In a letter to South Cambridgeshire chief exec Liz Watts, DLUHC’s deputy director for local government stewardship Max Soule said ministers were concerned with SDCD’s compliance with its Best Value Duty under the Local Government Act 1999 – which requires councils to consider overall value – including social value – when considering service provision.
Among their concerns was that the council could not deliver its Best Value Duty with those working arrangements, and that it was “not fully analysing the impacts of the trial on services or the productivity of its workforce”, he said.
Meanwhile, “the removal of up to a fifth of the capacity of the council means that it is unlikely, in aggregate, for it to be able to support continuous improvement”, he added.
“If South Cambridgeshire chooses to continue with this trial following receipt of this letter, the department is now formally requesting additional detail on its impact, both on individual employee productivity, the council and the provision of services as a whole,” the letter said.

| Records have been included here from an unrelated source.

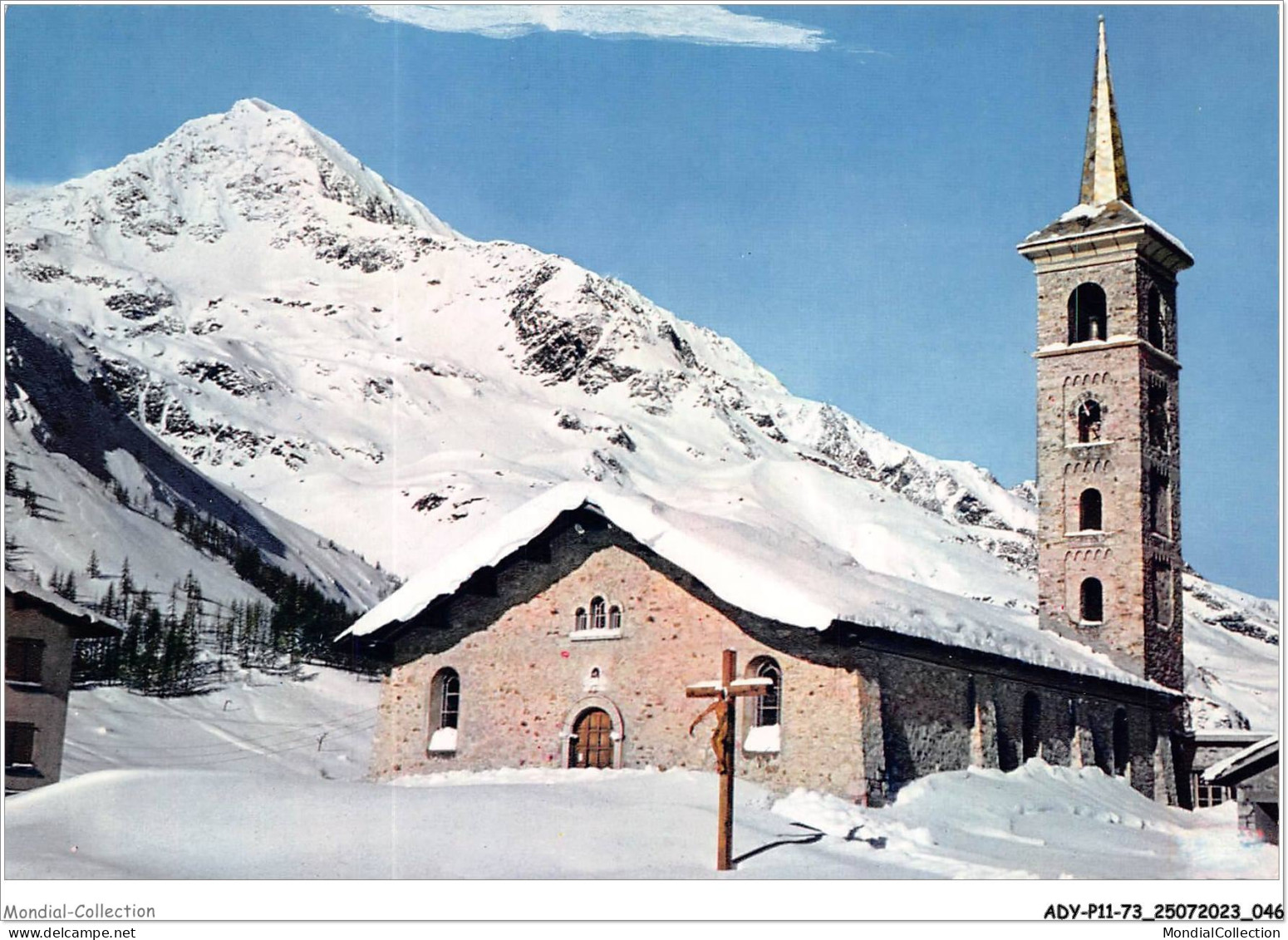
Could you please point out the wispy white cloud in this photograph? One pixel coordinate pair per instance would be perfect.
(702, 25)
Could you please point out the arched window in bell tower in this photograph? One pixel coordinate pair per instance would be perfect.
(1093, 602)
(1156, 417)
(1089, 510)
(1089, 421)
(1087, 313)
(1154, 318)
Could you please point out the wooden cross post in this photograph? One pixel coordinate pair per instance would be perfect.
(725, 691)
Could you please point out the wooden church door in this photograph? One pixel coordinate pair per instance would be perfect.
(592, 745)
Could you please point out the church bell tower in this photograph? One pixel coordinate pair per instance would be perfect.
(1109, 499)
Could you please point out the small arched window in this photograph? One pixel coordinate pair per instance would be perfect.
(769, 706)
(1089, 421)
(1156, 417)
(1030, 724)
(1090, 510)
(449, 682)
(445, 711)
(1122, 743)
(1093, 602)
(1159, 504)
(1154, 320)
(1087, 313)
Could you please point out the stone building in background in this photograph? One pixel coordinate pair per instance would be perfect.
(567, 635)
(1109, 455)
(40, 634)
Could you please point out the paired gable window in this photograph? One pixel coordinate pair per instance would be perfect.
(602, 617)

SCDC must provide ministers with “robust evidence of the impacts of the trial” on the council and its services, and show that it is working with an independent expert in considering data and making assessments, it said.
The council must also set out how it is evaluating Best Value in relation to the trial – in particular, how it is seeking to “secure continuous improvement”; that it is using “an effective internal control environment to safeguard the use of resources, and clear and effective processes to secure value for money”; and that it is managing its HR and fixed assets efficiently and effectively.
Soule said DLUHC would be sending through a form on which the authority must share data on staffing, costs, service delivery, performance against “a range of relevant KPIs”, and resident feedback.
“It also allows for qualitative information, including around how decisions about the trial have been reached and any other policies the council has introduced or is exploring to address recruitment, retention and wellbeing challenges with an appraisal of their impact,” he added.
The notice will stay in place for six months, covering the remainder of SCDC’s four-day working week trial.
“After this time, should the department deem it necessary to continue to seek assurance through such a notice, the notice will be reissued. The notice may be withdrawn or escalated at any point based on the available evidence,” the letter said.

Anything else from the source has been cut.